From the same logic, one might expect that the most important parts of an imprinted gene should be provided with especially low mutation rates. Thus if silent sites in the mammalian Igf2r gene are neutral, then the variation in K_s (and hence mutation rate) across the gene may be the result of selection acting to optimize mutation rates. We term this explanation of K_s variation the "selected mutation rate" hypothesis.

Hypothesis 4:
ALVAREZ-VALIN et al. 1998 have found intragenic correlations between synonymous and nonsynonymous substitution rates in mammalian genes. They conclude that these correlations might well be due to common selective constraints, such as selection for translational accuracy, between synonymous and nonsynonymous sites. This argument suggests that K_s in mammals is not the mutation rate (as often assumed), but instead reflects the local strength of selection. We term this explanation of K_s variation the "common constraints" hypothesis.

Just as for the selected mutation rate argument, the common constraints hypothesis would predict that imprinted genes, due to their haploid expression, would be under greater selective pressures, and thus should have lower K_s values than nonimprinted genes. The empirical data on this point are equivocal. Previous analyses have found Igf2 to have one of the lowest K_s values in the rodent genome (MCVEAN and HURST 1997B ). Imprinted genes as a class have a K_s (K_s = 19.87, N = 7) between that of autosomes (K_s = 22.9, N = 238) and X-linked genes (K_s = 14.63, N = 33; MCVEAN and HURST 1997A , MCVEAN and HURST 1997B ). However, on nonparametric analysis the imprinted genes are found to be not significantly different from autosomal genes. Given sample size limitations, however, the issue cannot be considered fully resolved.
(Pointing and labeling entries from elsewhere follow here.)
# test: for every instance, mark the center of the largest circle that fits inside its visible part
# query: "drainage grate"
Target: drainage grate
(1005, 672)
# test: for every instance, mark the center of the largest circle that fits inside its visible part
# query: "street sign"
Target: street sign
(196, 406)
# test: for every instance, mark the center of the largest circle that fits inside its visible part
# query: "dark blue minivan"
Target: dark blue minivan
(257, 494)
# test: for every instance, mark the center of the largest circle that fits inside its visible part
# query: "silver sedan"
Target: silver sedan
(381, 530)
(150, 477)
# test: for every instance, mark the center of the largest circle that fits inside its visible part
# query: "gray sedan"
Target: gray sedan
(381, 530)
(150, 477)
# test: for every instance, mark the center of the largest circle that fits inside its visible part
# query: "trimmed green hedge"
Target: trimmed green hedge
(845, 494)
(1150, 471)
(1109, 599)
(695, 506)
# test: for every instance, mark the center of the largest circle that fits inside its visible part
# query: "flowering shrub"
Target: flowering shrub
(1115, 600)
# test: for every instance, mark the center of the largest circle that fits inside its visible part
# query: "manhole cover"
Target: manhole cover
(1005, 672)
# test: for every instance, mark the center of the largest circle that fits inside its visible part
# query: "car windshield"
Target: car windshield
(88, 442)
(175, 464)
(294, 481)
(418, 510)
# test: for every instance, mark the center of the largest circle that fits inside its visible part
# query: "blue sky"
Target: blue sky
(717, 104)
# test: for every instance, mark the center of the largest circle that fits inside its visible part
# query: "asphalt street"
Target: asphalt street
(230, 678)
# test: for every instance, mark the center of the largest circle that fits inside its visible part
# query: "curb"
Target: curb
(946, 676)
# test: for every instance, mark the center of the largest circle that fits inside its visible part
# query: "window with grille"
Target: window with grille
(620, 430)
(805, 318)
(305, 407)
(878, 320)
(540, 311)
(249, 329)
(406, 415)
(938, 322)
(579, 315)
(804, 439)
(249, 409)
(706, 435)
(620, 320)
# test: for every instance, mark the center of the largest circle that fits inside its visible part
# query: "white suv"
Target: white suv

	Ka/Ks variation and the evolution of genomic imprinting

TOP ABSTRACT Ks variation, mutation rate... Ka/Ks variation and the... MATERIALS AND METHODS RESULTS DISCUSSION LITERATURE CITED

Numerous theories have been proposed for the evolution of genomic imprinting (for a review see HURST 1997 ). The "conflict" hypothesis (MOORE and HAIG 1991 ) proposes that imprinting is an intraindividual manifestation of classic parent-offspring conflict (TRIVERS 1974 ). According to this model, paternally derived genes are under selection to extract resources from mothers whereas maternally expressed genes are under selection to oppose this (for models see MOCHIZUKI et al. 1996 ; SPENCER et al. 1998 ). This hypothesis makes predictions about the growth effects of paternally and maternally expressed genes and it is presently unclear whether these predictions are borne out (HURST and MCVEAN 1997 ).
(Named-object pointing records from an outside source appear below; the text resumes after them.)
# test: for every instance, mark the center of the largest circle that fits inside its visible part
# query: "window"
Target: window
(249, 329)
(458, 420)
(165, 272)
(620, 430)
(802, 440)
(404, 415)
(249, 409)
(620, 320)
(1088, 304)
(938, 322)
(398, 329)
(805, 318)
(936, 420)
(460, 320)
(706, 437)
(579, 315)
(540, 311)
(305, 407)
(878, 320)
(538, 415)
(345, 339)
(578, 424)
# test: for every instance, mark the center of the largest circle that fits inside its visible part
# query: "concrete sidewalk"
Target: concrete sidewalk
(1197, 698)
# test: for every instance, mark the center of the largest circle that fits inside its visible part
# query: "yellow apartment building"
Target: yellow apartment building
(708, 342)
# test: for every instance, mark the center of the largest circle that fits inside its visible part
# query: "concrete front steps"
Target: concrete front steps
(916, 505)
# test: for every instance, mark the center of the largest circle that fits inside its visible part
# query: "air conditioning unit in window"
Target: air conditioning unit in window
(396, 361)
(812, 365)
Given that maternal and paternal genes have antagonistic interests, the conflict theory is unique in predicting that an arms race may develop between maternally and paternally derived genes for the control of fetal growth demands. Such antagonistic coevolution may be mediated through changes in the structure of the proteins concerned. Were one to find evidence for rapid evolution of imprinted genes (i.e., a high K_a/K_s ratio) this, it has been argued, could then reasonably be taken as evidence favoring the conflict hypothesis (MCVEAN and HURST 1997B ; see also TRIVERS and BURT 1998 ). Unfortunately this is not a falsifying prediction as the finding of slow evolution need not be considered evidence against the hypothesis (HAIG 1997 ; MCVEAN and HURST 1997B ) for a variety of reasons.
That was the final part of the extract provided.